小児の場合は怖がったりじっとしてくれないケースが多いので、採血を素早く終わらせる必要があります。小児の採血のコツは確実に採血できる血管を手触りで探していくことです。何度も針を刺すと精神的、肉体的にも負担が大きいので、腕で採血できる血管が中々見つからないときは足の血管も探して、手触りでしっかりと確認してから針を刺すようにしましょう。落ち着きがなかったり、じっとしていられなかったりで動く場合があるので、介助者がいる場合は腕などをしっかりと固定してもらいましょう。
小児の細い血管は採血途中に血流が弱くなる時があるので、小児に採血している手を握ったり開いたりしてもらい、血管の伸縮を利用して採血するのがスムーズです。

その他の患者さん

若く健康そうでも、注射に関しては外見だけでは判断できない場合がありますよね。注射が苦手な患者さんは意外に多いものです。そういう場面に出くわしたときにナースとしての力量が試されるのです。ここでは、注射が苦手な人のケースとして定番の三つをご紹介します。

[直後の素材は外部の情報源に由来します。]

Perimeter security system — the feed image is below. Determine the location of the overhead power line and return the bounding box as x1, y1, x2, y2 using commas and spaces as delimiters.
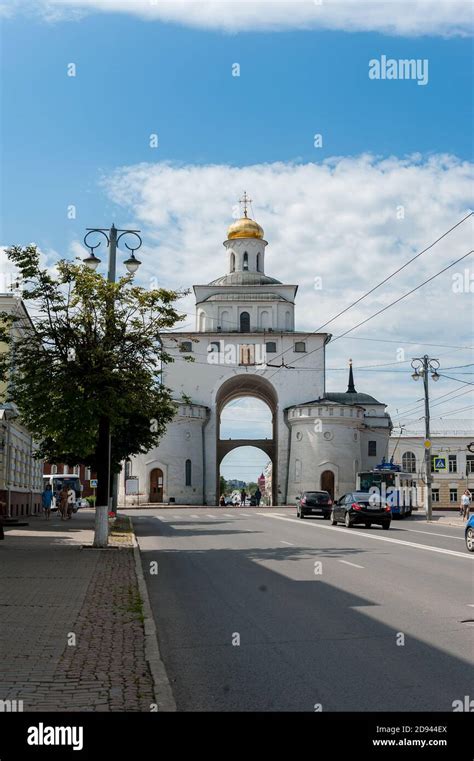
262, 211, 474, 368
268, 249, 474, 385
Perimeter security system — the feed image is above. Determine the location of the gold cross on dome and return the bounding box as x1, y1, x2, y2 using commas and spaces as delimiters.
239, 190, 252, 217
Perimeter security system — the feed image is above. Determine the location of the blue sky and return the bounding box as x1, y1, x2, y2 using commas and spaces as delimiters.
2, 14, 472, 250
0, 0, 473, 475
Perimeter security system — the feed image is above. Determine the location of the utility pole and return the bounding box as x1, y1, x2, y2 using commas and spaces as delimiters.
411, 354, 440, 521
83, 224, 142, 546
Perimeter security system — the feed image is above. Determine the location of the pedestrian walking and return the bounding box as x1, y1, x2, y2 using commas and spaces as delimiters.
59, 484, 69, 521
67, 486, 76, 520
41, 484, 53, 521
0, 502, 7, 540
461, 489, 472, 521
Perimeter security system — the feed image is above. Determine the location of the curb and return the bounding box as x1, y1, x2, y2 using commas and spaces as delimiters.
133, 532, 177, 712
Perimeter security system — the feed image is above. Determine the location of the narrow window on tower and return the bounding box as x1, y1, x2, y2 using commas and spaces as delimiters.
240, 312, 250, 333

一つ目は針が苦手という方です。針を刺す時の痛みに弱く駆血帯で若干強めに巻いて、手を握ったり開いたり気を紛らわせる動作が効果的です。
二つ目は血が苦手な方です。血をみるのを極端に恐れているようであれば横になった状態での採血を進めるのもいいでしょう。
三つ目は過去に採血での失敗を経験している人です。その場合は、針が刺さるタイミングが患者さんにわからないように採血するのがいいでしょう。患者さんにリラックスしてもらい痛みを感じることなくすぐに終わるのだと思っていただければ患者さんの負担を和らげることができます。